Still, he's had to make adjustments to deal with rising electricity bills and gas prices as Puerto Rico's government has scrambled to remain afloat in the face of a severe budget shortfall. Carmona replaced the company’s larger vehicles with smaller ones that have better gas mileage and revamped their travel routes to deliver services more efficiently. But even while he and the seven employees that work for him are weathering the storm, Carmona said an exit strategy isn’t out of the question. “I’m leaving my options open, and I’ve got a piggy bank just in case [I have to leave],” he said. “I lived in the States for some time, so I’m not afraid of moving. But I hope we can stay.”
That wariness has spread throughout the island as Puerto Rico continues to struggle with rampant economic woes. The commonwealth’s government, led by Gov. Alejandro Padilla, missed a critical deadline Saturday to make a $58 million bond payment and stave off default. They technically had until midnight Monday to make the payment, but Padilla had already announced the government didn’t have the funds, as it’s already operating on a $703 million budget deficit for this fiscal year. Puerto Rico now faces a potential onslaught of lawsuits from creditors over how the money can eventually be repaid. In the meantime, Puerto Rican business owners and residents were bracing for further squeezes on their economic livelihoods.
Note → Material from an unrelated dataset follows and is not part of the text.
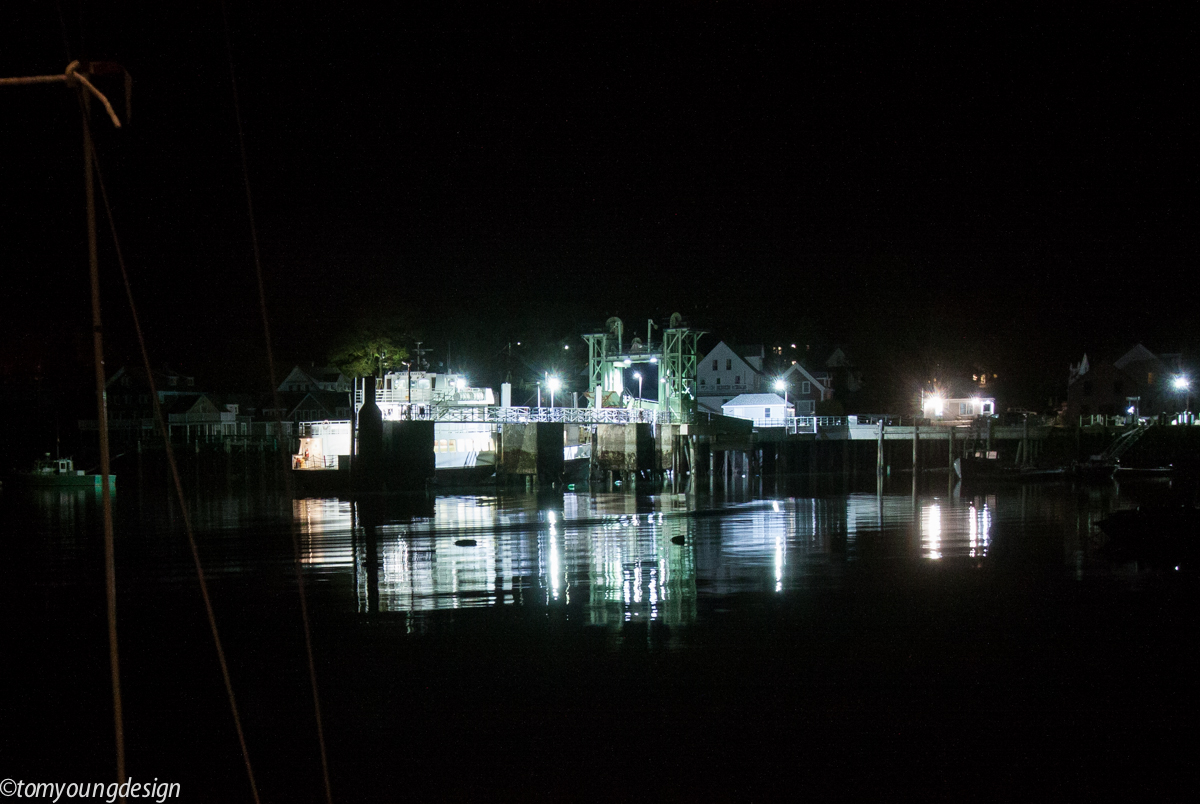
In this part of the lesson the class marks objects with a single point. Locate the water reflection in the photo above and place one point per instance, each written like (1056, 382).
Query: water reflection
(619, 558)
Those living on the island have been feeling the pinch for years: Unemployment stands at 12.2 percent, and the government has made painful cuts in the public education and health sectors to rein in its budget. Last month it hiked up the sales tax from 7 percent to 11.5 percent, and there's a new 4 percent tax on business-to-business services set to take effect in October. The island’s rocky future has propelled thousands to leave the island in recent years, heading to places like New York or central Florida in search of better opportunities.
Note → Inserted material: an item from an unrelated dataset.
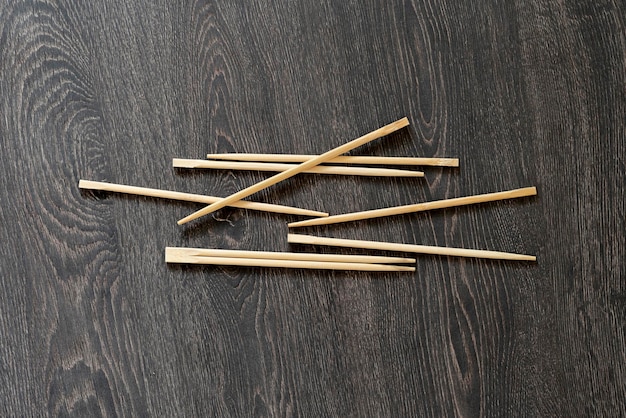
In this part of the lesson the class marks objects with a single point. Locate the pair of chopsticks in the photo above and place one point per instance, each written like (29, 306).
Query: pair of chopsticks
(285, 259)
(328, 261)
(302, 167)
A default could be a good way to force Padilla’s government to undergo some needed restructuring and potentially privatization for the public utilities, which hold the largest amounts of debt, Carmona said. “They need to cut government by like a third or two thirds and make it efficient,” he said. “They killed the goose that laid the golden egg.”
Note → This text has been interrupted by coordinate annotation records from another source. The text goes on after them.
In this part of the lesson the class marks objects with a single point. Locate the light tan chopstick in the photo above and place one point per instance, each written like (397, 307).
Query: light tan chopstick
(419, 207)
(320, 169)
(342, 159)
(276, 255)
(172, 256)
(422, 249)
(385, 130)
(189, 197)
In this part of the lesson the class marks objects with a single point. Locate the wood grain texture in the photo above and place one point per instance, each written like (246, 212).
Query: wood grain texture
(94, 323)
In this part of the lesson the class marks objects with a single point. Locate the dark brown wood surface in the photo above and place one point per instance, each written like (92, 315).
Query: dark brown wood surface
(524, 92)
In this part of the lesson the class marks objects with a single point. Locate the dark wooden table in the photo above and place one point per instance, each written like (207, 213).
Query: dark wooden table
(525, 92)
The past year has been brutal for Victor, the president of a women's clothing chain who requested keeping his last name and the name of his company private. He’s had to close 10 of his 15 stores and lay off around 100 employees, while sales this year decreased by around 15 percent compared to the year before. “Instead of helping, the government is killing small businesses,” he said. “The situation here is very critical. If you’re here and in the industry, you feel it.”
The exodus of Puerto Ricans has steadily chipped away at his customer base while those left on the island have opted to make their purchases on Amazon or eBay to avoid the rising sales taxes, exacerbating both the government’s revenue problem and his company’s financial squeeze, he said. “Before, people went to shopping centers almost every day. They like to buy; that’s part of the culture,” Victor said. “But you don’t see it anymore.”
Yumare Rivera, the owner of the Barbiere hair salon, based in the capital, San Juan, opened up her shop just over six months ago, but said she hasn’t felt the financial pinch yet. Her clientele is taking the crisis in stride, she said. “People around me know it’s going to affect us, but it’s like, life keeps going, and what are we going to do?” she said.
Victor pointed to a bloated, inefficient government as the source for the island’s current fiscal woes. “It’s a very big government for such a small island,” he said. “And the people who work [for the government], most of them are not effective. They live off of whatever the government gives.”
But since his business retains contracts with shopping centers in Puerto Rico, Victor said leaving the island wasn’t in the cards for him. Meanwhile, he said a default would likely bring even more hardships. “There’s no immediate solution,” he said. “We need help.”